Şimdi ise en yakın bildikleri ülkelerce bile tanınmama tehlikesiyle yüz yüzeydiler. Yirmi sene dağlarda terlikle dolaşmış adamlar için çok şey değişmeyebilirdi fakat ülke için bu tam bir felâket demekti ve ben dün gelmiş biri olarak bunu görebiliyorken Taliban’ın görmeyişi sinir bozucu bir ferasetsizlik örneğiydi.

KÂBİL TRAFİĞİ

Öğlenden sonra Taliban komutanından haber geldi: Zebihullah Mücahid bizi bekliyordu. Bu kadar apar topar çağrılacağımızı biz beklemiyorduk ama. Taliban dışındaki özneleri bir kenara bırakıp derhal yola çıktık. Kâbil trafiğine toslamak için çok kötü bir gündü. Taliban’ın resmî sözcüsü olan Mücahid şimdi Enformasyon ve Kültür Bakan Yardımcısı sıfatıyla bizimle görüşecekti. Bakanlığın kapısına birkaç dakika daha geç gitsek içeri alınmayabilirdik.

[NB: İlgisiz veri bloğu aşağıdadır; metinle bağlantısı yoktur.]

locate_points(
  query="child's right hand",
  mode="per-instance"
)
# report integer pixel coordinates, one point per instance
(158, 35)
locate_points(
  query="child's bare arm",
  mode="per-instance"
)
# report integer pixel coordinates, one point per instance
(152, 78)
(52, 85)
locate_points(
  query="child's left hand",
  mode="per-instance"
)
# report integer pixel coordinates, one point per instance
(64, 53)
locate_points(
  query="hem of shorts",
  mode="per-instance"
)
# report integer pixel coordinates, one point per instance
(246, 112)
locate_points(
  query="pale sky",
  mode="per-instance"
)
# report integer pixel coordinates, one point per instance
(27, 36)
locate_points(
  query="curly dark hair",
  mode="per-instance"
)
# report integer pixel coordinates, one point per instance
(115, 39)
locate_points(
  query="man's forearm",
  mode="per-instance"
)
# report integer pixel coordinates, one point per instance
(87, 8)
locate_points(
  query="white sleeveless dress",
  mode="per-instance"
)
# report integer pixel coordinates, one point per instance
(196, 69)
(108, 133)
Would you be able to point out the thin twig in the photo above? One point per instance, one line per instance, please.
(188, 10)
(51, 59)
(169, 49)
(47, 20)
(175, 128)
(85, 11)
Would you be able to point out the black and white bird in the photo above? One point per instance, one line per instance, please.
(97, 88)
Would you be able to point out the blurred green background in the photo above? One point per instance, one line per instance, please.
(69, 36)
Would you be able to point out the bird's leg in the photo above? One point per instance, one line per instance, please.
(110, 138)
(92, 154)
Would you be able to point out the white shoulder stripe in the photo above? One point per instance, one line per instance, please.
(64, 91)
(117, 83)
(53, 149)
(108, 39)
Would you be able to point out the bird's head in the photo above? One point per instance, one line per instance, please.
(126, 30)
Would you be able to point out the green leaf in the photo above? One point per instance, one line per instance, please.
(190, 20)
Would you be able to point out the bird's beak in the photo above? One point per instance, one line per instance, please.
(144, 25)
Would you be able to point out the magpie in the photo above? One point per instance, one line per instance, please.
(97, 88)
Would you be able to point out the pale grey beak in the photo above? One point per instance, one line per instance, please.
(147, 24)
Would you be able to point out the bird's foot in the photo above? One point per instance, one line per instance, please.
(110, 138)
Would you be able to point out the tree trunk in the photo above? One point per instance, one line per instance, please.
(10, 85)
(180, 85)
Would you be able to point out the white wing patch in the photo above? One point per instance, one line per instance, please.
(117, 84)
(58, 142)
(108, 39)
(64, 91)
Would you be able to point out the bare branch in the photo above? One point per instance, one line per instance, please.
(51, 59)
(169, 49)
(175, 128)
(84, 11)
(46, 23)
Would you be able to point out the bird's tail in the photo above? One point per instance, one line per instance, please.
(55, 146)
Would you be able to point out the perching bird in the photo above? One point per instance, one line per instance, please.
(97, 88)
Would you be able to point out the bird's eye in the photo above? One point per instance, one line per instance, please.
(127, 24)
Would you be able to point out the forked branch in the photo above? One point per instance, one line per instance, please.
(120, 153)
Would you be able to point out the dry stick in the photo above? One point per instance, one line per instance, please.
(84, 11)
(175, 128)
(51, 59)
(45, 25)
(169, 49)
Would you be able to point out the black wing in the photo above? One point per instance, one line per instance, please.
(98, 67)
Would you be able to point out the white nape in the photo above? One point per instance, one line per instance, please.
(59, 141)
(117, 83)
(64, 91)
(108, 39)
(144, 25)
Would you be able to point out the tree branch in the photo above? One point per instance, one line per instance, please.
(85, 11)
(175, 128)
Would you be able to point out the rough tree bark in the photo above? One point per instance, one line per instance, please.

Gerçi Afgan dostlarımızdan biri önceki rejimden kalan özel kalem müdürünü aradı, Taliban’dan zaten referansımız vardı, tüm kapılar sonuna açıldı bize. Hiçbir yerde aramadan geçirilmeden Zebihullah Mücahid’in geleceği salona kadar vardık. Ben tüm bu berzahın da gizlice çekilmesini istedim elbette. Sadece resmî görüşlerin propagandist bir dille takdim edildiği sıkıcı mülâkatlarla kendimi sınırlayacak değildim.

Kameraların kapalı olduğu zannıyla davranan Taliban’ın gerçek duruşunu görmek ve göstermekti amacım.

Hiçbir yerde aranmamış olmamızın doğuracağı güvenlik zafiyetinin sakıncalarından yetkililere dem vuracak kadar da pişkindim üstelik.

Zebihullah Mücahid, dünya medyasınca Taliban’ın en merak edilen simalarından biriydi. 2007’den beri adı bir şekilde duyuluyor fakat sesinden başka tüm varlığı bir gizem perdesinin ardında saklanıyordu. Bundan ki aslında öyle birinin olmadığı şeklinde yaygın spekülasyonlar alıcı bulabiliyordu.


Yalnızca birkaç hafta evvel, 17 Ağustos’ta, Kâbil düştükten iki gün sonra o gizem perdesini sıyırmış, kameralar önünde arz-ı endam etmişti. Çünkü gerçekte zaten hep Kâbil’deydi ve onca baskına rağmen yakalanmamayı başaracak bir illegalite becerisiyle faaliyetlerini sürdürebilmişti. Böyle bir sözcünün casusların cirit attığı başkentte saklanmayı başarıp bugünleri görebilmesi onun kişisel zaferi olarak da yorumlanabilirdi.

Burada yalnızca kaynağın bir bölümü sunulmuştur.